On the 15th anniversary of his murder, a priest remembered

IT WAS ONLY IN 2000 that the then 55-year-old priest Andrea Santoro from Italy voluntarily went to Turkey to take care of the small Catholic community in Trabzon as a pastor. He worked there for less than six years, until on Feb. 5, 2006, he was shot by a fanatical 16-year-old Muslim while kneeling in prayer in his church. Two bullets pierced his heart and liver. All over the world, people were horrified by the murder.
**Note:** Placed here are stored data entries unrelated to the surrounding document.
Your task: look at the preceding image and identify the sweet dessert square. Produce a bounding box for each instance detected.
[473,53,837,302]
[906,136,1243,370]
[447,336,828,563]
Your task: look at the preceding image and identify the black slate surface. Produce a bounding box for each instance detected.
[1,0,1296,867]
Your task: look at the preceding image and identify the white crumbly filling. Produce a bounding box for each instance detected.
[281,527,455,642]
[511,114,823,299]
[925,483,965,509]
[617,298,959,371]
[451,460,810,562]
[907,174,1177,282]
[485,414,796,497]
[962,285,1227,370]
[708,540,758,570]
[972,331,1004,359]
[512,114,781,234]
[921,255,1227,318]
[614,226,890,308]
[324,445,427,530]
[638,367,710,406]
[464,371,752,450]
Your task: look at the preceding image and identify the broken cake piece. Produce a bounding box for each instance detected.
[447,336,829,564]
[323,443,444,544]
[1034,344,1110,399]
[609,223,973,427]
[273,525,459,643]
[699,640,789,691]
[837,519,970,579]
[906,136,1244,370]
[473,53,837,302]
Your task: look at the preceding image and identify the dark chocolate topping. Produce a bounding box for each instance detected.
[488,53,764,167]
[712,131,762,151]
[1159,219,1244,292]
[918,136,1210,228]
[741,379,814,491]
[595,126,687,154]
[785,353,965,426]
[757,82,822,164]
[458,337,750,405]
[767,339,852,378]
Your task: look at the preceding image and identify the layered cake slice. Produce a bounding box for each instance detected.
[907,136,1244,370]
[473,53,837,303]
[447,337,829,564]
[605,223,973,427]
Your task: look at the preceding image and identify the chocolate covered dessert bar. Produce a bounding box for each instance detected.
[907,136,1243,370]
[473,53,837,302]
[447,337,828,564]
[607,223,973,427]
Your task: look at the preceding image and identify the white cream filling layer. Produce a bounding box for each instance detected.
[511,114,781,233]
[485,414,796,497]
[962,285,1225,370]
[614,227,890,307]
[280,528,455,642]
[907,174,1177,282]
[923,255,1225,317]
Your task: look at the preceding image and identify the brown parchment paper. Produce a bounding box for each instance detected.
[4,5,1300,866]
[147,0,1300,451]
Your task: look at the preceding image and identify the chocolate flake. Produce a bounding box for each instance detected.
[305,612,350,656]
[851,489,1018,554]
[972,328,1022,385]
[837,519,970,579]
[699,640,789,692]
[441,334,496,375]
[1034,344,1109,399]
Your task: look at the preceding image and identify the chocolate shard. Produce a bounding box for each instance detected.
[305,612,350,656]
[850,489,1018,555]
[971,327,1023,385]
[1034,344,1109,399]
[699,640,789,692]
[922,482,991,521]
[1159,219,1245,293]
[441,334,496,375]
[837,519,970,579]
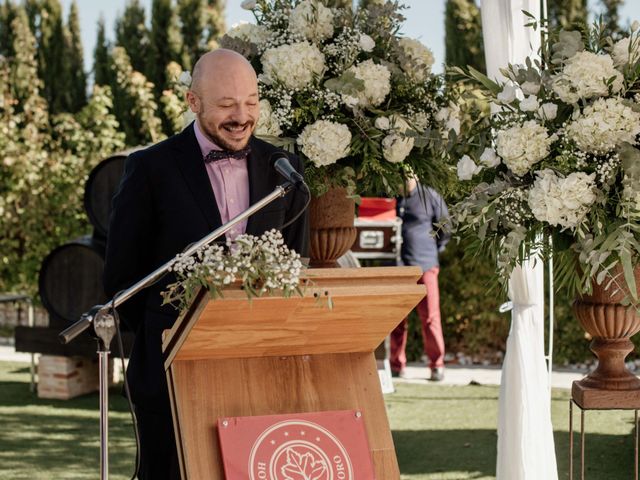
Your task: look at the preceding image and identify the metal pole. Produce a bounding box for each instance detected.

“I remember him with particular affection. I had a long-standing friendship with him,” Italian Cardinal Enrico Feroci told Aid to the Church in Need in a video message marking the anniversary of his friend’s death.

Father Andrea Santoro
Father Andrea Santoro

Andrea Santoro was born in Priverno in the Lazio region in 1945. He was ordained priest in Rome in 1970¬, where he later led the parish of Gesù di Nazareth on the periphery of the capital. Both Cardinal Feroci and Father Santoro spent the longest period of their lives in Rome, and it was there that the future cardinal saw his friend for the last time, four days before he was murdered: “I had accompanied him to Fiumicino airport here in Rome, and we said goodbye. It was the last embrace of my friend before he left for Turkey.” Santoro had chosen to serve the Church in the Middle East because he felt that she was “a mother that should receive from the head Church (the Church of Rome) the needed respect and help.” Cardinal Feroci explains.
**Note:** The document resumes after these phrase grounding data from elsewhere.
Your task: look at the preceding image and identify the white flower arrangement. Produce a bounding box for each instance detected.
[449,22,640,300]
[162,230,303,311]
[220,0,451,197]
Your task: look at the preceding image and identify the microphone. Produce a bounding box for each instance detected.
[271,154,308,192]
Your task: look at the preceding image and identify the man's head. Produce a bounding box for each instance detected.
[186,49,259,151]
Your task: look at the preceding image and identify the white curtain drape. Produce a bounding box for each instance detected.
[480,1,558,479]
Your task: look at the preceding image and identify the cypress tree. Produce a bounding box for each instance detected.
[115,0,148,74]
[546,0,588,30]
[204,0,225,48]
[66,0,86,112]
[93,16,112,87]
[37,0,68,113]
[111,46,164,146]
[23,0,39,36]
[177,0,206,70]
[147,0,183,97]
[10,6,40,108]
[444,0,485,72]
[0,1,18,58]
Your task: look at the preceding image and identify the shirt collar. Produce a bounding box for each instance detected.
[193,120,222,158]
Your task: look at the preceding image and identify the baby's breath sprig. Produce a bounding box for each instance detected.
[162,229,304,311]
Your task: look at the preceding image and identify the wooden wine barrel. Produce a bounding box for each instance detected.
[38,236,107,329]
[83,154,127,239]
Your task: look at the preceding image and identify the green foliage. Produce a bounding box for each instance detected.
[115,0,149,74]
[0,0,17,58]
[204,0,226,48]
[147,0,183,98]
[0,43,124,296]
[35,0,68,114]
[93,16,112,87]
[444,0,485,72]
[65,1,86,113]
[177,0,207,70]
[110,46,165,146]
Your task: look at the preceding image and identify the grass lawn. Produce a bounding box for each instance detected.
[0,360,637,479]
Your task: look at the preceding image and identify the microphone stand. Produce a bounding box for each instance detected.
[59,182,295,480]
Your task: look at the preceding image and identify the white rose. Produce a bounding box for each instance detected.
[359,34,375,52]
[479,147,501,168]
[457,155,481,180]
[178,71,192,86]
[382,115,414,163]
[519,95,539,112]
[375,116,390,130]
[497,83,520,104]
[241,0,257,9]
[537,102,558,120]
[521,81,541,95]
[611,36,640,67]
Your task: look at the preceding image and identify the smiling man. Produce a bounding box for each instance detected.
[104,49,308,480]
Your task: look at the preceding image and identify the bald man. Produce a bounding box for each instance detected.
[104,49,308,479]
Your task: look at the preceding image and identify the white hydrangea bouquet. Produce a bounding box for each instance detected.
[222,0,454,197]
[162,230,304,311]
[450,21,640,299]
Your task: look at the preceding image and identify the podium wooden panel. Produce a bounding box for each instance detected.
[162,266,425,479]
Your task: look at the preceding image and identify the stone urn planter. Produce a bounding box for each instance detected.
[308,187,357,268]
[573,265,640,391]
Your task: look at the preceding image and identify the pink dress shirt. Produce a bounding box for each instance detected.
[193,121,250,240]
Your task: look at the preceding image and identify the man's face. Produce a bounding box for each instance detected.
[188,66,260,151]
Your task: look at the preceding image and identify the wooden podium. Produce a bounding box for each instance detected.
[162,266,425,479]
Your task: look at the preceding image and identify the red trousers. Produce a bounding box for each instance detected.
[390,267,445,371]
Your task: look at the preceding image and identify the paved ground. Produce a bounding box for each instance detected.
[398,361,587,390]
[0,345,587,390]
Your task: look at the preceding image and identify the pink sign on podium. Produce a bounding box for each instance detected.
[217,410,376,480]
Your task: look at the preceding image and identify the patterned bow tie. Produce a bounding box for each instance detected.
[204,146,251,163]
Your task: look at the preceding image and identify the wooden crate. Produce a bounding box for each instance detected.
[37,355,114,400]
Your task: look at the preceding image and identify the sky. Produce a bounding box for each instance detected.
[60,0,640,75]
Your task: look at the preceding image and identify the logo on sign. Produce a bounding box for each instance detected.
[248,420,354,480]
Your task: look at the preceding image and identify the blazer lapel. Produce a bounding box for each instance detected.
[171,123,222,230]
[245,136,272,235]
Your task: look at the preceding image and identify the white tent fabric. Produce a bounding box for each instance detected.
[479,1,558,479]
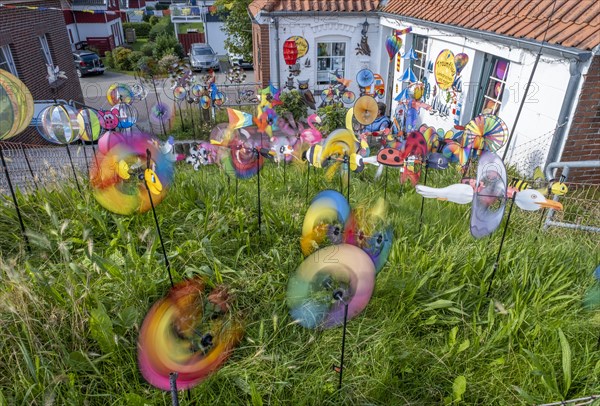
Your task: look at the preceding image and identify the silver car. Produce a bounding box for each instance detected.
[189,44,220,71]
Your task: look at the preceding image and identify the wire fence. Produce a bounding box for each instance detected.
[0,141,95,195]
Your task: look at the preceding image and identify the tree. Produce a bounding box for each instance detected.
[213,0,253,61]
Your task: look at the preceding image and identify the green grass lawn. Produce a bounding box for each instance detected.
[130,37,148,52]
[176,23,205,34]
[0,155,598,404]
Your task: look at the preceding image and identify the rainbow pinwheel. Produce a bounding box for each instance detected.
[90,131,174,215]
[465,114,508,153]
[343,199,393,274]
[301,190,351,256]
[107,83,134,105]
[287,244,376,329]
[138,278,243,391]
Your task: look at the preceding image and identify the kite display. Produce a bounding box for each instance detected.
[90,131,174,215]
[287,244,375,329]
[138,278,243,391]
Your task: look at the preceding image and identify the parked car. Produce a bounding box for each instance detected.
[189,44,220,71]
[73,51,105,78]
[228,53,253,70]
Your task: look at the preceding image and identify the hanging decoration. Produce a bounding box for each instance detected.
[283,39,299,66]
[385,35,403,61]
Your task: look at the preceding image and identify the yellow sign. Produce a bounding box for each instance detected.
[288,36,309,58]
[434,49,456,90]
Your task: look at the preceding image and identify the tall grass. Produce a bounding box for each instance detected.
[0,162,598,405]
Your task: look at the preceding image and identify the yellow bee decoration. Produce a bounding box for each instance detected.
[508,167,568,197]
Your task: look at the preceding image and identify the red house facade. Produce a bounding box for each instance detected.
[63,0,126,54]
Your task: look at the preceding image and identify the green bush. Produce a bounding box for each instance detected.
[103,50,114,68]
[148,18,174,41]
[275,90,308,122]
[153,33,184,60]
[149,15,159,26]
[145,5,154,11]
[155,3,169,10]
[316,103,346,136]
[123,22,152,38]
[127,51,144,69]
[112,47,134,71]
[140,41,155,57]
[136,56,164,77]
[158,54,180,73]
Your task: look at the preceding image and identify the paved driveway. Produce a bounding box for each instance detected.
[80,66,256,133]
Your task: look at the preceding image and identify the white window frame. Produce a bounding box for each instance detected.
[38,34,53,66]
[0,44,18,76]
[411,35,428,81]
[316,41,347,86]
[479,56,510,115]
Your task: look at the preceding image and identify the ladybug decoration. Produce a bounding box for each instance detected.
[377,148,404,167]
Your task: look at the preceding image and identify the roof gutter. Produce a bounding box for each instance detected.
[262,10,593,61]
[378,12,593,62]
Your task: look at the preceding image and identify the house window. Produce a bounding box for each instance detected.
[38,34,53,66]
[0,44,18,76]
[67,28,74,45]
[411,35,428,81]
[316,42,346,85]
[477,56,510,115]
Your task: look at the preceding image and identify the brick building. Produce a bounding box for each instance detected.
[558,56,600,183]
[0,0,85,144]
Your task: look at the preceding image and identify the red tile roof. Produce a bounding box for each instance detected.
[383,0,600,50]
[250,0,381,17]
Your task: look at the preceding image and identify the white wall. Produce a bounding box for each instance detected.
[381,16,573,173]
[205,21,227,56]
[66,23,81,51]
[76,23,113,40]
[263,15,382,101]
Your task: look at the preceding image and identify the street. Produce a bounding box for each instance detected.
[79,66,256,133]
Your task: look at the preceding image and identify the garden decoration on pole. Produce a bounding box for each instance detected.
[76,105,102,164]
[416,151,563,295]
[36,102,83,194]
[288,244,375,389]
[138,278,243,393]
[90,131,174,286]
[292,190,393,387]
[0,68,34,251]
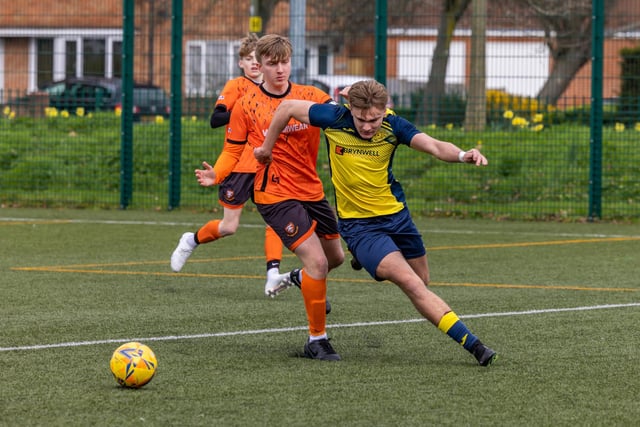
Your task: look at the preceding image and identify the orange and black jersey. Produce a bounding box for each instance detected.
[218,82,331,204]
[212,75,260,124]
[212,76,261,173]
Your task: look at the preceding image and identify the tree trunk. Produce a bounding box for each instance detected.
[464,0,487,131]
[419,0,471,126]
[537,44,592,105]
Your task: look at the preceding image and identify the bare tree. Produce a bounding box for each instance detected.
[505,0,618,105]
[420,0,471,125]
[525,0,594,104]
[255,0,288,34]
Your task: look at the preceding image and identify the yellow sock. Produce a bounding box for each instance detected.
[437,311,478,351]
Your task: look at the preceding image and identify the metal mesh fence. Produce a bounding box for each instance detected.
[0,0,638,220]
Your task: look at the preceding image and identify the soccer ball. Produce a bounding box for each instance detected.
[109,342,158,388]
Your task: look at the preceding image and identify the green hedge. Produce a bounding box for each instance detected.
[0,112,638,220]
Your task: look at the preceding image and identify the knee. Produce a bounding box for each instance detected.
[328,249,345,270]
[305,256,330,279]
[423,273,430,287]
[218,221,239,236]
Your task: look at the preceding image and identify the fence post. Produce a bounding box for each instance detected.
[589,0,604,221]
[168,0,184,210]
[120,0,135,209]
[290,0,307,84]
[374,0,387,86]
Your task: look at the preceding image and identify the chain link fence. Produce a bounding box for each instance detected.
[0,0,638,220]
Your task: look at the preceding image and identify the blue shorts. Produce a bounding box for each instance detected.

The dialogue of religions in Turkey was of great importance to the murdered priest: “Everywhere I have experienced interest and lively participation, as well as a sincere desire to understand and to forge bonds of fellowship,” he wrote shortly before his death; “by now, the tiny Christian community in Trabzon has come together every Sunday morning to celebrate the liturgy of the word. Twice a week the church has been opened to Muslims. The delicate candlelight illuminates the house, whereas with a lamp extinguished, all remains dark. May Jesus shine in us—with his Word, with his Spirit, with the power of his saints. May our lives be that wax which is willingly consumed.”
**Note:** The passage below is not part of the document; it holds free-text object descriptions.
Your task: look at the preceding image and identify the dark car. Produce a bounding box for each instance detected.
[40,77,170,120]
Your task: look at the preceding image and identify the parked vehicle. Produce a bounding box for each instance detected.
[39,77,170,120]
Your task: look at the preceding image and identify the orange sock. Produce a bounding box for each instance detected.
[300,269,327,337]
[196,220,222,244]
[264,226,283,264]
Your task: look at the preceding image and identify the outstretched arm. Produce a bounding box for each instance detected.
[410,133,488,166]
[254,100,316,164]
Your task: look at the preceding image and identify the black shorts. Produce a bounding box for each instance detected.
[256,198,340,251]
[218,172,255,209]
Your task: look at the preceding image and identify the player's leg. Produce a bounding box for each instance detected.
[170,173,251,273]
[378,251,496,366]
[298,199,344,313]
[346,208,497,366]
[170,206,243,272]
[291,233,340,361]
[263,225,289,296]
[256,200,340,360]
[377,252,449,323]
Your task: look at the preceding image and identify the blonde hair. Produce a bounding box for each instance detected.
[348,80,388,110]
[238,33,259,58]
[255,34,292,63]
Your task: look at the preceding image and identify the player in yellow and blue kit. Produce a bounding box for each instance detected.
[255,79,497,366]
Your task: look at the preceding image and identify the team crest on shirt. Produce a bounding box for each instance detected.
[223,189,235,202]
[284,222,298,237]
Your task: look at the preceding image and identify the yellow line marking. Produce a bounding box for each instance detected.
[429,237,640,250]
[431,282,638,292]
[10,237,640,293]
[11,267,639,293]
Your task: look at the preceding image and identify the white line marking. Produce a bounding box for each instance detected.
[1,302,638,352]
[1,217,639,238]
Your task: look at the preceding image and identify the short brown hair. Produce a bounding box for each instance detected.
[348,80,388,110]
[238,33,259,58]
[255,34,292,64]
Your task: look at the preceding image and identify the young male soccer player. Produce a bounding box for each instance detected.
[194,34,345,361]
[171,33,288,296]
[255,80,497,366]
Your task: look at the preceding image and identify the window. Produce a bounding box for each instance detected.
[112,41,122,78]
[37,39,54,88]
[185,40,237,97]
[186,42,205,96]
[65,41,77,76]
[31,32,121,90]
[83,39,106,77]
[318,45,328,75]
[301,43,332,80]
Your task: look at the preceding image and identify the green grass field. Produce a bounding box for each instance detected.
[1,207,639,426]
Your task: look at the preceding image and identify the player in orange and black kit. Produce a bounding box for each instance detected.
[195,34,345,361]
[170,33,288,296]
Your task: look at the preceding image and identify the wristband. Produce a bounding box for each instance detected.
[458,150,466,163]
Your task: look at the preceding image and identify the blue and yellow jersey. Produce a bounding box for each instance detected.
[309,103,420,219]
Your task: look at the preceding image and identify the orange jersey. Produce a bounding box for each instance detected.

The news of Santoro’s death was a great shock, but Cardinal Feroci does not fall into despair: “I believe in what our forefathers used to say, ‘The blood of the martyrs is the seed of Christianity.’ I believe that the profound witness of faith of Father Andrea’s priestly life—lived in respect and love of neighbors—will bear fruits of opening, in the sense that people will be more willing to listen to the Word of God and to serve their brothers and sisters.”